Slice of PIE: The Big 4 Are Gone -- Where Are We Going?

'92, '94, '00, '08...

While there are many who are writing great SF today, there don't seem to be many writing in a classic mode. By 'classic', I mean SF that points in new directions. Absolutely there are those intent on RE-creating the genre -- witness the revival of space opera. But where are the writers who are creating the GRAND countercultural ideas?

Who created and codified planet-wide ecoengineering and religio-engineering? Frank Herbert, in the original single book, DUNE did that.

Who created humaniform robots and explored their impact on human society? Isaac Asimov did in the ROBOT books.

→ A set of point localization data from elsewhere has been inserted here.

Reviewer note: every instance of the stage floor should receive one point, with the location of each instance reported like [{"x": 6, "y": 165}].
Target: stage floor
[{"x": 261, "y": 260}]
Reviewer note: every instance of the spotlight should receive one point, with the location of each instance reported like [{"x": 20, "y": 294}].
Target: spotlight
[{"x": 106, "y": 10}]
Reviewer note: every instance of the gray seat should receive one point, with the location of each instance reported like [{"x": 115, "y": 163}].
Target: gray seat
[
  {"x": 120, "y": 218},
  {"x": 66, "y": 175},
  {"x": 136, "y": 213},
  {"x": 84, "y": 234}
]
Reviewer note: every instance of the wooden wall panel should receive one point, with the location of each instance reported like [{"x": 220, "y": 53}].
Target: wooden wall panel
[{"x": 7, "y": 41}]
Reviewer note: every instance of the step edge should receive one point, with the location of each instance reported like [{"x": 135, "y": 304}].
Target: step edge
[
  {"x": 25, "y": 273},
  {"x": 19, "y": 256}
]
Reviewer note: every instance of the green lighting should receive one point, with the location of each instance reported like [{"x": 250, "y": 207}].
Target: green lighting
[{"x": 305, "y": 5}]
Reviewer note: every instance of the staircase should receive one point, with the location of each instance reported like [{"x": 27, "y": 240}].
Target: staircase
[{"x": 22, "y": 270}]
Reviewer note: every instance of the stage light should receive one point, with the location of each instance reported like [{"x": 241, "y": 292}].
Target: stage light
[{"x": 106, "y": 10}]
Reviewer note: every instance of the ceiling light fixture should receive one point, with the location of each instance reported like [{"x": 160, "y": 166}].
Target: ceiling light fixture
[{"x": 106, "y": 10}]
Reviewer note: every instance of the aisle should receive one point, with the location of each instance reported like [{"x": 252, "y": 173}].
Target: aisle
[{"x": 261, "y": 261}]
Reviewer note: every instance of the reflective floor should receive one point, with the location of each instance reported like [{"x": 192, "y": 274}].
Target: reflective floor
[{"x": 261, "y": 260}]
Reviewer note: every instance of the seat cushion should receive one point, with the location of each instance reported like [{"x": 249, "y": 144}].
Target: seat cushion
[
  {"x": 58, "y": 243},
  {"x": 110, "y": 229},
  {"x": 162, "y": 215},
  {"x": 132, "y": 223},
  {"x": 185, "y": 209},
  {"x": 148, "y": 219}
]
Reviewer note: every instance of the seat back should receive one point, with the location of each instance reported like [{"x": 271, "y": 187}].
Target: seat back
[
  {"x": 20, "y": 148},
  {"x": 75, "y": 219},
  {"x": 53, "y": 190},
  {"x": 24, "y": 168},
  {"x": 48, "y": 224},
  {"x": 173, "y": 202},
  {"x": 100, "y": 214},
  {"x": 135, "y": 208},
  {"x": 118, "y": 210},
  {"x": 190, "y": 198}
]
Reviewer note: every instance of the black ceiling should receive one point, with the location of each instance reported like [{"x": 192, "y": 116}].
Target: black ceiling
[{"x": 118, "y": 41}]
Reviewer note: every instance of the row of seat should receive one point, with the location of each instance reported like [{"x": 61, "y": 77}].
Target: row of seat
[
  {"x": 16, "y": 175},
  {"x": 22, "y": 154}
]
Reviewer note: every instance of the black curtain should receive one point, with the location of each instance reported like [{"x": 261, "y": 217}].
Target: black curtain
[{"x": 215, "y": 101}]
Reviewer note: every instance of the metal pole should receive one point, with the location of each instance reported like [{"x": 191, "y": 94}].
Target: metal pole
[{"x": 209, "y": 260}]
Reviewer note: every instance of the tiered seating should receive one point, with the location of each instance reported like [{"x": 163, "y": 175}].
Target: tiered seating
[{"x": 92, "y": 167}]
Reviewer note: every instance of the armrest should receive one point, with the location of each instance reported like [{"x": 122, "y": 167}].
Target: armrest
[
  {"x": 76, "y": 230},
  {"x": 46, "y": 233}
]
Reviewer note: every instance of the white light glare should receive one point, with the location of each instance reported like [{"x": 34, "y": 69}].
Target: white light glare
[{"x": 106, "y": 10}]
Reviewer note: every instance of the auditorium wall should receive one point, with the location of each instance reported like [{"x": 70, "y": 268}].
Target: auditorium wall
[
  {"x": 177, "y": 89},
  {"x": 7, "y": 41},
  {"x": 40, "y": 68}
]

Who wondered about the effect of aliens and alien environments on child-rearing? Robert A. Heinlein did in STRANGER IN A STRANGE LAND.

Who created artificial satellites and space towers and set them free from the imagination to become reality? Arthur C. Clarke did in WIRELESS WORLD (February 1945) and in FOUNTAINS OF PARADISE.

What allowed them to imagine and express their mind images? Besides pure genius, I put before you the possibility that it might have been their Judeo-Christian roots. While all repudiated those roots in adulthood, pehaps those roots nurtured a rebellion against "what is" and encouraged them to look for alternatives to tradition and canon.

Today, with the slippery relativism that passes for philosophy and religion, tradition and canon are non-existent and there are few monoliths to rebel against. With nothing to reject, where will classic SF blossom and how will it shift the direction of the genre?